Fecha: 30 de Marzo de 2009

Tribunal: TSJ Extremadura

Ponente: BRAVO GUTIERREZ, PEDRO

Nº de sentencia: 167/2009

Núm. Cendoj: 10037340012009100168

Resumen:
Se desestima el recurso de suplicación interpuesto contra la Sentencia dictada por el Juzgado de lo Social nº 1 de Badajoz, sobre despido disciplinario. Alegándose por los demandantes y ahora recurrentes que su despido vulnera el derecho a la tutela judicial efectiva, no existen esos indicios razonables de que la empresa haya adoptado su decisión porque los despedidos tuvieran intención de iniciar un proceso judicial contra la empresa. No procede declarar la nulidad de los despidos acordados por la empresa, la cual, al probar ciertos incumplimientos de los trabajadores, habría acreditado también que su actuación no fue contraria al derecho fundamental que se alega como infringido por los demandantes, pues los despidos tuvieron una justificación objetiva y razonable aunque puedan calificarse como improcedentes.

Encabezamiento

T.S.J.EXTREMADURA SALA SOCIAL

CACERES

SENTENCIA: 00167/2009

TRIBUNAL SUPERIOR DE JUSTICIA DE EXTREMADURA

SALA DE LO SOCIAL (C/PEÑA S/Nº (TFNº 927 620 236 FAX 927 620 246)CACERES)

N.I.G: 10037 34 4 2009 0100092, MODELO: 40225

TIPO Y Nº DE RECURSO: RECURSO SUPLICACION 87 /2009

Materia: DESPIDO DISCIPLINARIO

Recurrente/s: Silvio y Juan Luis

Recurrido/s: FOMENTO DE CONSTRUCCIONES Y CONTRATAS,S.A.

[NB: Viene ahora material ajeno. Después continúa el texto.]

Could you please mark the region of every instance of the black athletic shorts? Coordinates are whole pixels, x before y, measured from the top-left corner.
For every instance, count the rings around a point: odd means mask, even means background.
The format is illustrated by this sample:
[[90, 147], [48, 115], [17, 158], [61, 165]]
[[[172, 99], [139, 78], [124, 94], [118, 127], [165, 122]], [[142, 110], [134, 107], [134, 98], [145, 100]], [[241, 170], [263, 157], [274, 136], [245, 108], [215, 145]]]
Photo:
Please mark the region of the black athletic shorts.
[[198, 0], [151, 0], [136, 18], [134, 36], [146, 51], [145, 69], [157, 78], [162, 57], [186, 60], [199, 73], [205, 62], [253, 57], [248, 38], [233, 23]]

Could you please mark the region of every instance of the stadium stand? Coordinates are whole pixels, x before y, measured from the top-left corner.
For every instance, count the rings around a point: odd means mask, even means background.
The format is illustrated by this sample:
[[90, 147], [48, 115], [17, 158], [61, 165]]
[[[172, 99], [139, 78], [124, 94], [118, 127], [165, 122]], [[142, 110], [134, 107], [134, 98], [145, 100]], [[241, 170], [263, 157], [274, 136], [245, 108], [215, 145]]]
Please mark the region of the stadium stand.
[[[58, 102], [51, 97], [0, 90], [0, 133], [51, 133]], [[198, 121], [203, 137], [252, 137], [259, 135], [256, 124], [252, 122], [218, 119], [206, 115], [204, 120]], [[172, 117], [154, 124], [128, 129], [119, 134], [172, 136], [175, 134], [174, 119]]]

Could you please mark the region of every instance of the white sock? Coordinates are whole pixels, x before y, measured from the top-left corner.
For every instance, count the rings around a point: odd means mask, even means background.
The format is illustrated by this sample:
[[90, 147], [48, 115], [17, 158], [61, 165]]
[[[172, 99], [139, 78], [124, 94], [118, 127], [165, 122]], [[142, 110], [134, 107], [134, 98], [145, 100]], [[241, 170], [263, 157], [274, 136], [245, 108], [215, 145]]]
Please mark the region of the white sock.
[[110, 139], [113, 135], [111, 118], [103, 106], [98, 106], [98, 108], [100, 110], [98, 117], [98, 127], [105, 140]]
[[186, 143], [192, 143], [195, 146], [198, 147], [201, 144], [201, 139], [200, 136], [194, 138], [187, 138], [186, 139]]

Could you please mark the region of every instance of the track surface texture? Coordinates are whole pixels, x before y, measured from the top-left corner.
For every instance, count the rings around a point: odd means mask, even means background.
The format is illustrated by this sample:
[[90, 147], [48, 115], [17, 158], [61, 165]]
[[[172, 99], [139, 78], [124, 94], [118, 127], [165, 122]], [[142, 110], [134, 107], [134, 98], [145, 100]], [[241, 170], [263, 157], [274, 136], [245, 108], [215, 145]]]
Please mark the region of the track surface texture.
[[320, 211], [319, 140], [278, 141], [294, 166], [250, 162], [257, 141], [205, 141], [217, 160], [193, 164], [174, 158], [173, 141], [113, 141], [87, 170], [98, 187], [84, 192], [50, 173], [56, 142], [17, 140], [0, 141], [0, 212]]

JUZGADO DE ORIGEN/AUTOS: JDO. DE LO SOCIAL N. 1 de BADAJOZ de DEMANDA 382 /2008

Ilmos. Sres.

D. PEDRO BRAVO GUTIÉRREZ

Dª ALICIA CANO MURILLO

Dª MANUELA ESLAVA RODRÍGUEZ

En CACERES, a treinta de Marzo de dos mil nueve, habiendo visto las presentes actuaciones de la Sala de lo Social de este Tribunal Superior de Justicia, compuesta por los Ilmos. Sres. citados, de acuerdo con lo prevenido en el artículo 117.1 de la Constitución Española,

EN NOMBRE DE S.M. EL REY

Y POR LA AUTORIDAD QUE LE CONFIERE

EL PUEBLO ESPAÑOL

Ha dictado la siguiente

S E N T E N C I A nº 167/09

En el RECURSO SUPLICACION 87 /2009, formalizado por el Sr. Letrado D. URBANO RANGEL ROMERO, en nombre y representación de D. Juan Luis Y DON Silvio , contra la sentencia de fecha 24/9/08, dictada por EL JDO. DE LO SOCIAL N. 1 de BADAJOZ en sus autos número 382 /2008, seguidos a instancia de los recurrentes frente a FOMENTO DE CONSTRUCCIONES Y CONTRATAS,S.A., parte demandada representada por el Sr. Letrado D. RODRIGO BRAVO BRAVO en reclamación por DESPIDO DISCIPLINARIO, siendo Magistrado-Ponente el Ilmo. Sr. D. PEDRO BRAVO GUTIÉRREZ, y deduciéndose de las actuaciones habidas los siguientes,

Antecedentes

PRIMERO: Según consta en los autos, se presentó demanda por la citada parte actora contra la mencionada parte demandada, siendo turnada para su conocimiento y enjuiciamiento al señalado Juzgado de lo Social, el cual, tras los pertinentes actos procesales de tramitación y previa celebración de los oportunos actos de juicio oral, en el que quedaron definitivamente configuradas las respectivas posiciones de las partes, dictó la sentencia referenciada anteriormente.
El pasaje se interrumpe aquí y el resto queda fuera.